|Tags: apparition, Ashley Greene, college, Dark Castle Entertainment, experiment, ghosts, haunting, Julianna Guill, Luke Pasqualino, psychological, Sebastian Stan, Suzanne Ford, thriller, Todd Lincoln, Tom Felton|
Cast:Ashley Greene, Sebastian Stan, Luke Pasqualino, Suzanne Ford, Julianna Guill, Tom Felton
Have you seen the tagline for The Apparition? You know, the one that reads, ONCE YOU BELIEVE, YOU DIE? Awesome, okay. So have you also seen the trailer? You know, where the story gets explained as a couple dealing with a supernatural haunting that manifests itself because the human mind believes there’s a supernatural haunting? Alright, cool. Well, just ignore all that because none of that is in the movie. And while it’s nothing new for a trailer to present material that’s ended up on the cutting room floor, it’s an entirely different story to slice off the film’s main premise, leaving the final product to be nothing short of a mangled, cut and paste mess.
Taking a not so subtle nod from the original Paranormal Activity, The Apparition presents us with a ridiculously good-looking “everyday” couple that has recently moved into a brand spanking new home, only to be stalked and tormented by an unseen (and not unseen, depending on what movie Apparition feels like ripping off for that particular scene) entity that’s linked to one of their pasts. Throw in a brief appearance from a Harry Potter vet (who’s aging pretty terribly, BT-Dubs) to give some kind of nonsensical plot explanation about magnetic brain waves and, yeah, there you go.
From the moment this film was announced, I wasn’t exactly expecting much. Dark Castle has a hit or miss filmography, with an emphasis on the miss, and it was clear that they were aiming solely for the younger teen crowd. And despite all of this, there’s actually some interesting ideas kicking around in The Apparition, but it felt like the filmmakers (or the studio for that matter) didn’t have any confidence in the movie they were making. In one of the actually tense moments of the film, Ashley Greene is walking around the pitch-black house with nothing but a thermal scanner. It’s well shot and well paced out, but is ruined by the soundtrack of a fast beating heart. When you’re able to pull of a scary, heart-racing scene, you don’t have to remind the audience that it’s a scary, heart-racing scene.
The Apparition also suffers from an identity crisis. As I mentioned earlier, Paranormal Activity heavily influences the film, especially when it employs the use of security cameras around the house, but then there’s these random Asian infusions. Most obvious being scares taken directly from The Grudge and Dark Water. They’re mixing two very different sub-genres of ghost movies, with a different set of rules for their ghosts, so there’s no real consistency of what the title apparition can actually do and what it’s trying to accomplish. And who knows, that might even have something to do with the fact that the movie was hacked to shit.

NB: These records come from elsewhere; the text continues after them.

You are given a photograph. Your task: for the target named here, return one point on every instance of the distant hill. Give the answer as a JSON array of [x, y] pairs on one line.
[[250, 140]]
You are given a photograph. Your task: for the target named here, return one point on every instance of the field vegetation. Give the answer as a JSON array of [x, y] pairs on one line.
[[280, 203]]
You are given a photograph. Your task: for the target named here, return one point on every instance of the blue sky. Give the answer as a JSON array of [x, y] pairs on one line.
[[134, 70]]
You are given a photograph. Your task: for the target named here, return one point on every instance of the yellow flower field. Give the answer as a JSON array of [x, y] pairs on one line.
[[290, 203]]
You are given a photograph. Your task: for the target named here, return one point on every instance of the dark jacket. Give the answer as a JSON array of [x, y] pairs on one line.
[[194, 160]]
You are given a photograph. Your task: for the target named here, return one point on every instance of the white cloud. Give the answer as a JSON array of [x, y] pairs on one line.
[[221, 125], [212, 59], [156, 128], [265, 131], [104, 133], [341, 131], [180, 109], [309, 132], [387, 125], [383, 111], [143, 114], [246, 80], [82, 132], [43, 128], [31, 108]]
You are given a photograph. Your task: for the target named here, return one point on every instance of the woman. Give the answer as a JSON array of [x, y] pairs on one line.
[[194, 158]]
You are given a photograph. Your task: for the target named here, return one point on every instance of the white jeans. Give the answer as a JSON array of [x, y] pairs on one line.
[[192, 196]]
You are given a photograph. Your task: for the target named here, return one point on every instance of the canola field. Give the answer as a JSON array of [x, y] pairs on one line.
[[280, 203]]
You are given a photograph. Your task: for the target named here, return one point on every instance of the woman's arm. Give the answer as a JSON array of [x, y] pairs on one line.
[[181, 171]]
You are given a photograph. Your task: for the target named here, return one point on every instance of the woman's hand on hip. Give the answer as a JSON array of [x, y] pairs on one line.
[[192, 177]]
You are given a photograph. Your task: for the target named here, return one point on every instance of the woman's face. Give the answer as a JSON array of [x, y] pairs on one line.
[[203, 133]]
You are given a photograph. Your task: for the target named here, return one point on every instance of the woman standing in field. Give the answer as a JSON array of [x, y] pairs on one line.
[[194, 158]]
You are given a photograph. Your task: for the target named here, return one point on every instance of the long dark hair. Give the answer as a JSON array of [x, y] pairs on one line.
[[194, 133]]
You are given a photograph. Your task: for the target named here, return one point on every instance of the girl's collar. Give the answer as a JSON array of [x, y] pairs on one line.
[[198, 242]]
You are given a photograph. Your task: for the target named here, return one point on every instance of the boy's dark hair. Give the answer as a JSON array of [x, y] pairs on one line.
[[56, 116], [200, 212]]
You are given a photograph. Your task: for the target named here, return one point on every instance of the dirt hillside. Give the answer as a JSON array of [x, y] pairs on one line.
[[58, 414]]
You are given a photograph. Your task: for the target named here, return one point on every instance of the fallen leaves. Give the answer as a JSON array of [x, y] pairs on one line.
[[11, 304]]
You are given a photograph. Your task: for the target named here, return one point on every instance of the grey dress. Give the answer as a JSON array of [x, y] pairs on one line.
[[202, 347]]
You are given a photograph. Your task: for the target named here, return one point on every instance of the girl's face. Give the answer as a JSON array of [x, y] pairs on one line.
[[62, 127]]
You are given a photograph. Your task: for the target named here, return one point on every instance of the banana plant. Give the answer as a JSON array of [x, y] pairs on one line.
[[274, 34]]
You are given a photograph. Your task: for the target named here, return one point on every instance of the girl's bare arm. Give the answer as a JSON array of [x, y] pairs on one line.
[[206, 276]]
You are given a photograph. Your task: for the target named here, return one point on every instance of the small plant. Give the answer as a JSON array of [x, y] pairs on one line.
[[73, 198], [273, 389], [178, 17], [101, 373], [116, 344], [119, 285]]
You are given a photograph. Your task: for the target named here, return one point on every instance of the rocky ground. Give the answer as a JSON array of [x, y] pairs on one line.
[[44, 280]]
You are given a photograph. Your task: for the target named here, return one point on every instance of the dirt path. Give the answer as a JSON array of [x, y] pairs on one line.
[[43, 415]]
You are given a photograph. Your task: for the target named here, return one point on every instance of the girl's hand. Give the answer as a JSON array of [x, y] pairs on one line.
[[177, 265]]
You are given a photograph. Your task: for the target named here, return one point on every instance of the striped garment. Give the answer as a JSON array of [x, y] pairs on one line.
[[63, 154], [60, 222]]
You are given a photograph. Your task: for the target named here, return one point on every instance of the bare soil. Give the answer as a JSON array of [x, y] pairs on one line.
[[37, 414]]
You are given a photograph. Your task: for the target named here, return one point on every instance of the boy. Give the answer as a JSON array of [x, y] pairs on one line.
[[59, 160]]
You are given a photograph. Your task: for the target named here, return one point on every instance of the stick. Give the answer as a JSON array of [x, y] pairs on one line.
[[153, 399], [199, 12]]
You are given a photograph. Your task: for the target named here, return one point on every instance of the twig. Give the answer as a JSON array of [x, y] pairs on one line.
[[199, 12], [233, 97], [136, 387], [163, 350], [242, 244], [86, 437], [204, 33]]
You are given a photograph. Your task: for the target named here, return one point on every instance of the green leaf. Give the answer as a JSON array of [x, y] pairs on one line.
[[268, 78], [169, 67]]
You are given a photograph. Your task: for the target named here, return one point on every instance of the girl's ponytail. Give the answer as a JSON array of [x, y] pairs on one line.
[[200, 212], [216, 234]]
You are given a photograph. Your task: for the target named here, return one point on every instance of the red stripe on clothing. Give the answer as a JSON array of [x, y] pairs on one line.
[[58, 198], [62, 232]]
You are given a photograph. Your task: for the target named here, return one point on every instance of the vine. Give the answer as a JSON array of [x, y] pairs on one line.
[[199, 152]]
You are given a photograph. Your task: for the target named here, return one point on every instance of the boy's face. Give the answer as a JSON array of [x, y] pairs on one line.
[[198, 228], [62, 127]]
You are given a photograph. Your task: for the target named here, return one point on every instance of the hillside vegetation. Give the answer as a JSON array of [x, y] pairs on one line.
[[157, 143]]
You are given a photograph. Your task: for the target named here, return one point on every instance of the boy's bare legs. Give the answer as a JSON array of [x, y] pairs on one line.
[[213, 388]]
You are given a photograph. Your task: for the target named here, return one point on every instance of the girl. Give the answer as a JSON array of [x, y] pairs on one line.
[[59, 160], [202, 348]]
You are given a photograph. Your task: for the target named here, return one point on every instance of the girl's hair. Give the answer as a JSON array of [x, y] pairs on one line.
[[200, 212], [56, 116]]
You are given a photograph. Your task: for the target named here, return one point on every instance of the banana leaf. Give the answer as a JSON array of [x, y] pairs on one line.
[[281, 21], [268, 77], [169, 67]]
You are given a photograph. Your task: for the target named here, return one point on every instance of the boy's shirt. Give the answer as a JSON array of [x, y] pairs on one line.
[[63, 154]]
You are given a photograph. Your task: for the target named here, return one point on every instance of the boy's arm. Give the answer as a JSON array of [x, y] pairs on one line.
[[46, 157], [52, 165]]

When a movie sits on a shelf for a while, it rarely bodes well for the finished film. And when said movie gets dumped into a handful of theaters during the dog days of summer by a major studio, something is most definitely afoot. The Apparition has interference written ALL over it. Whether is was studio or producer meddling is something we’ll probably never know, but somewhere along the way, someone decided the plot about ghosts existing merely because you believe they do was no longer needed. As a result, the entire third act is a sloppily slapped together disaster. Transitions are awkward and the finale felt like pieces of bigger scenes edited together with last minute effects and a voice over. The most interesting thing about this voice over, however, is the fact that it’s a speech given by a character earlier in the film, only this time it’s twice as long. Clear evidence of severe cuts made earlier in the film as well.
The Apparition isn’t an entire waste, though. Ashley Greene, Sebastian Stan, and Thomas Felton all come off relatively well in an otherwise abysmal film. Ms. Greene spends a good couple scenes wandering around the house in lingerie for no reason whatsoever. So yeah, there’s that. The score by tomandandy, while occasional out of place, is really strong as well. Some of the more subtle scares are relatively affective, and got a strong reaction out of the audience in the theater I saw it in. Unfortunately, any legitimacy in these scenes is cheapened by the blatant product placement that’s prevalent throughout the entire run time. I got news for you, Dark Castle. People who are as phenomenally good-looking, and in such great shape as Ashley Greene and Sebastian Stan do NOT get that way by eating McDonald’s. Just saying.
While it presents some ideas and scares that occasionally work surprisingly well, the filmmakers’ lack of confidence in what they’re making and an OBVIOUS last minute hack job prevent The Apparition from being anything more than a forgettable mess.